Leo M is correct, these risk factors are not meant to be predictive but rather as measured parameters that depict common "trading styles" which they consider as risks that they want to diversify in terms of exposure to market. Sector risks/ position concentration I can completely understand but I'm not completely sold on curtailing style risks but I can accept it as a constraint.

As to your algo above, you took the measured risks factors ( according to Q formulation of these style risks) and made them possible alpha factors that you run through Optimize API and yet you constraint them to the max to extract what, returns attributable to these risk factors?

Perhaps predictive is the wrong term. But they need to be something other than words. If they are indistinguishable from noise, then they are likely doing more harm than good.

I'm just not getting the point of the style risk factors. If they don't make money, then any algo that relies on them heavily won't get selected for an allocation in the first place; there's not need to mitigate them with the Optimize API. And if they did make money, then Quantopian wouldn't classify them as risk factors. What am I missing?

I just don't know how to distinguish them from a kind of marketing gimic.

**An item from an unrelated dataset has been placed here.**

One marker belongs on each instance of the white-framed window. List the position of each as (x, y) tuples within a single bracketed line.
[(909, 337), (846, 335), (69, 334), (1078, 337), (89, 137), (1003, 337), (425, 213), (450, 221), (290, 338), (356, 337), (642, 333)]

The risk factors make money sometime, and sometime they don't, that's why exposure to them is a 'risk'. Similar to having over or under exposure to a certain sector, you wouldn't expect that sector to always over or under perform, right? The risk factors are no different, just less precise perhaps and for some of them (value, momentum, and short term reversal) there are no standard ways of measuring them.

@ Joakim -

Well, if the style risk factors are cyclical, then a backtest of sufficient length would kill the performance of an algo. But I guess the issue is that nobody trusts backtests, and so they have to be controlled on a forward basis.